What isn't widely publicised is that On2 released a version of the VP6 codec for "Personal use" but no longer provide it for download on their website. A cursory search on Google (lets say "vp6 vfw codec") returns some good matches. After downloading and installing, I now had the ability to encode to VP6 as long as it's for "Personal use" according to the license agreement. This little endeavour was for my own curiosity rather than monetary gain which I'm sure falls under that stipulation.

Codec in hand, in theory it should be as simple as encoding to VP6 using something like VirtualDub and then muxing everything together into an FLV file. If only things were that simple. As far as I could see, there exists no standalone set of FLV muxing tools (like the seminal MKVtoolnix suite).

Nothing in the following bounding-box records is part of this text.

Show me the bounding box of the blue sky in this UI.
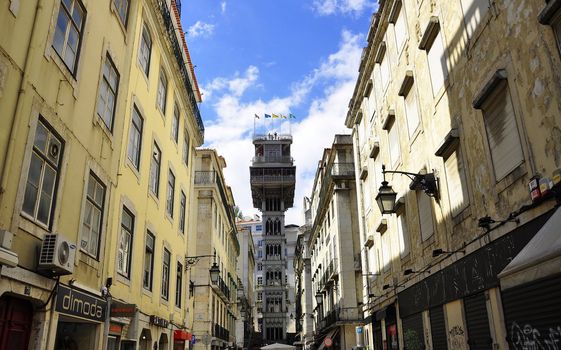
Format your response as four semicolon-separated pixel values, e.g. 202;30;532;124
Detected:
181;0;375;225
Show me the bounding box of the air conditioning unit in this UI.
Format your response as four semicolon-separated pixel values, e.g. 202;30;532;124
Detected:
37;234;76;276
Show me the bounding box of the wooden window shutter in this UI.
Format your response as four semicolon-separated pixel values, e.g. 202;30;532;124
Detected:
482;81;524;181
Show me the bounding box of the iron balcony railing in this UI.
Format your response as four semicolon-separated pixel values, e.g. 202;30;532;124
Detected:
253;155;294;164
319;306;364;329
253;134;292;141
212;323;230;341
152;0;205;138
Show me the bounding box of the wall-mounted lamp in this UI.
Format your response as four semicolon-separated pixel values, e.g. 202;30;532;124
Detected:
376;165;439;214
185;251;216;270
432;248;466;258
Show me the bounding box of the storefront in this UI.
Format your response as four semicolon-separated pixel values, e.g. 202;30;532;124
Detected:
500;208;561;349
55;284;106;350
0;294;33;349
396;212;559;349
173;329;191;350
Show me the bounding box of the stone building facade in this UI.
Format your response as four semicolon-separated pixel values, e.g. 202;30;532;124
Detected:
345;0;561;349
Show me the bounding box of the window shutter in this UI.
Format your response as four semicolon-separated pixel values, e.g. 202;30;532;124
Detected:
417;191;434;241
483;83;524;181
397;213;409;257
405;87;419;137
460;0;489;38
444;148;469;216
388;121;400;167
427;31;448;96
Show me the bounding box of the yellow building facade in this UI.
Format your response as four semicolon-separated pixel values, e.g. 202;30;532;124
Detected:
0;0;204;349
189;149;242;350
345;0;561;349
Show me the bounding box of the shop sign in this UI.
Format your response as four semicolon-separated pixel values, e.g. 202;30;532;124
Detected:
173;329;191;340
150;315;169;328
55;284;107;322
109;322;123;335
111;300;136;317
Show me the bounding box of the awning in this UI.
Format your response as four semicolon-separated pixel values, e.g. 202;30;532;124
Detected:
498;208;561;288
318;327;339;350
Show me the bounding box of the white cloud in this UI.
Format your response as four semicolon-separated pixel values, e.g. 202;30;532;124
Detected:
312;0;376;16
202;31;362;224
187;21;214;38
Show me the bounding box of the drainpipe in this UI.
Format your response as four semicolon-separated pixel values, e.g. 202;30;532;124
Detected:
0;0;43;208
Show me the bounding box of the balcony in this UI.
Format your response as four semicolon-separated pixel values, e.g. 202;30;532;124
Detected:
212;323;230;341
253;134;292;142
253;155;294;164
331;163;355;180
318;307;363;329
152;0;205;138
212;276;230;303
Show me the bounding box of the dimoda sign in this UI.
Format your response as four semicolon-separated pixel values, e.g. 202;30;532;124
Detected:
55;284;107;322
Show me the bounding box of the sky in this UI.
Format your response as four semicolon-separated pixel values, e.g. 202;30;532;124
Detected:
181;0;377;225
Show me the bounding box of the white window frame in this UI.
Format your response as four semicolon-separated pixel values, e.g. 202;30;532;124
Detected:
22;116;64;228
80;171;106;260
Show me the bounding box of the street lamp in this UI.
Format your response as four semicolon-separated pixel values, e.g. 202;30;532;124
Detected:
376;165;438;214
209;261;220;284
316;292;323;305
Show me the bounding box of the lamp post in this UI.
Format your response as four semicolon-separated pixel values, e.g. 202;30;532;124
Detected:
376;165;439;214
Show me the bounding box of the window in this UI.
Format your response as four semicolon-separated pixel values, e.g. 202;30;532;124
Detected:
405;86;419;138
179;191;187;233
397;212;409;258
481;80;524;181
161;248;171;300
53;0;86;75
171;105;179;143
382;231;392;271
156;69;168;114
80;173;105;259
175;261;183;307
460;0;489;38
22;118;64;227
380;54;391;91
367;86;376;123
394;3;407;53
166;169;175;218
416;191;434;241
388;117;401;168
138;24;152;76
117;207;134;278
142;231;156;290
128;106;143;170
444;147;469;216
97;55;119;131
150;142;162;197
427;29;448;96
183;129;190;166
113;0;129;26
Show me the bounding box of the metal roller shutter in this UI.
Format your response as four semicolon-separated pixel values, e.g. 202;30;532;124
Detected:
464;292;493;350
430;305;448;350
401;313;425;350
502;275;561;349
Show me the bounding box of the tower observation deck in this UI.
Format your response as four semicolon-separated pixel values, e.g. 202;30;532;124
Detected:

However, ffmpeg can output to an FLV file and provides the ability to do a straight copy (i.e. no transcoding) of the source video, that could work...

No.

For the VP6 codec to be recognised within an FLV file, the container needs to have special bits set which indicate to the player that it's going to receive VP6 video content rather than H.263/Spark; ffmpeg doesn't write these bits as it doesn't "officially" deal with VP6. After much searching, I stumbled upon a way to modify ffmpeg to write these bits but the patch hasn't been merged into the main ffmpeg branch yet. You can download the patch and a pre-compiled Windows binary from a blog which also offers an alternate method of achieving what I'm describing.

The crux
If you haven't been keeping up, here's the short version of it. We want to make an FLV using VP6. Vanilla ffmpeg doesn't do this so we need a modified ffmpeg to do it. Use the above blog page or modify your ffmpeg source to get ffmpeg to do what we want.

Open up your source video in VirtualDub and apply any filters you want (contrast, brightness, resize etc.) but make sure the "Flip vertically" filter is somewhere in that mix. Go to compression and select the VP6 codec; if you're using VP 6.2 you can do two-pass encoding which, potentially gives better results than a one-pass encode. Make sure "Use source audio" is selected and save your video down. You'll have an .avi file which has VP6 video and the original source audio.

Now use your modified version of ffmpeg and use the following (substituting filenames where applicable):

ffmpeg -y -i "ooooohprettyprettyflowers.avi" -vcodec copy outfile.flv

If you want to control the audio compression a little better add the options for that:

ffmpeg -b 128 -ac 2 -ar 44100 -y -i "ohwowexplosions.avi" -vcodec copy outfile.flv

You will now have "outfile.flv" which is your final Flash video file, ready for uploading. Of course, the proof of the pudding is in the tasting:

h263.flv - 1,466KB

vp62.flv - 676KB

Conclusion
This process is obviously not suited for the automatic encoding process that a lot of sites seem to crave nowadays, this process is far better suited for the cash-strapped auteur who wants the most out of their videos and bandwidth and doesn't have a large amount of videos to encode. VP6 support in ffmpeg/libavcodec is coming along, and the most recent builds of ffmpeg come with decoding support for VP6, but whether patents/license prevent encoding support is still to be seen.